Monday, July 27, 2015

Transforming Dangerous Neighborhoods into Livable Communities

How can we save thousands of lives from violent gang crime?

Livable or not? A four-unit apartment building over retail in the Jefferson Park area of South Los Angeles. Windows are covered with bars, the roof is protected by barbed wires and fences. How can this urban blight be transformed for the better?
© Wikimedia/OmarOmar CC-BY-SA

Transit Talking Points by: Nicholas Ventrone, Community Engagement Director
riversidetransit@gmail.com



As a means to get Southern California moving, The Transit Coalition has been active in exploring ways to better balance the job-to-housing ratio which in turn would reduce demands for long distance commuting. Such super-commutes contribute heavily to Southern California's bad traffic congestion on the highways.

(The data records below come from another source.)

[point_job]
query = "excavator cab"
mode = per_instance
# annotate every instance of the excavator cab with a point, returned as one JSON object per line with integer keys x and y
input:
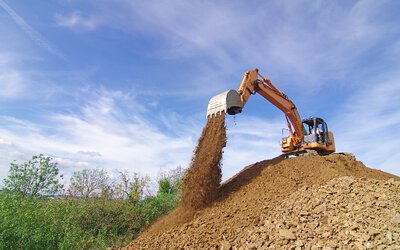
{"x": 316, "y": 136}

On top of improving multi-modal transportation options to get from here to there which includes our Metrolink MAX project, expanding quality housing options and supplies closer to work would greatly reduce a family's breadwinner of needing to commute 50+ miles each way to-and-from work. Plus, increased housing supplies and robust competition will keep purchase prices and rentals affordable without subsidies. The Transit Coalition is at the forefront of promoting responsible growth that is in tune with demographic changes and the desires of citizens. There is no question that better residential infrastructure growth and supplies are needed at Southern California's major employment hubs and densely populated regions.

Enter in Southern California's impoverished and dangerous neighborhoods:


Many people call these places the ghetto. Just about all of us well know that there are specific areas all over Southern California that have constant illegal street gang problems which are evidenced by violent crime, criminal acts with firearms, illegal drug sales, human trafficking, vandalism, dilapidated infrastructure and buildings, closed businesses, run-down housing and abandoned cars. Such urban blight has long obstructed quality of life for the good people living in these areas. Innocent people continue to be victims or even killed. San Bernardino is no exception.

Such residents are basically forced to fortify their homes with security bars and barricaded front yards as means to counter violent intrusions from criminal gangs. Plus such riff-raff has impeded private investments from improving housing quality and creating jobs.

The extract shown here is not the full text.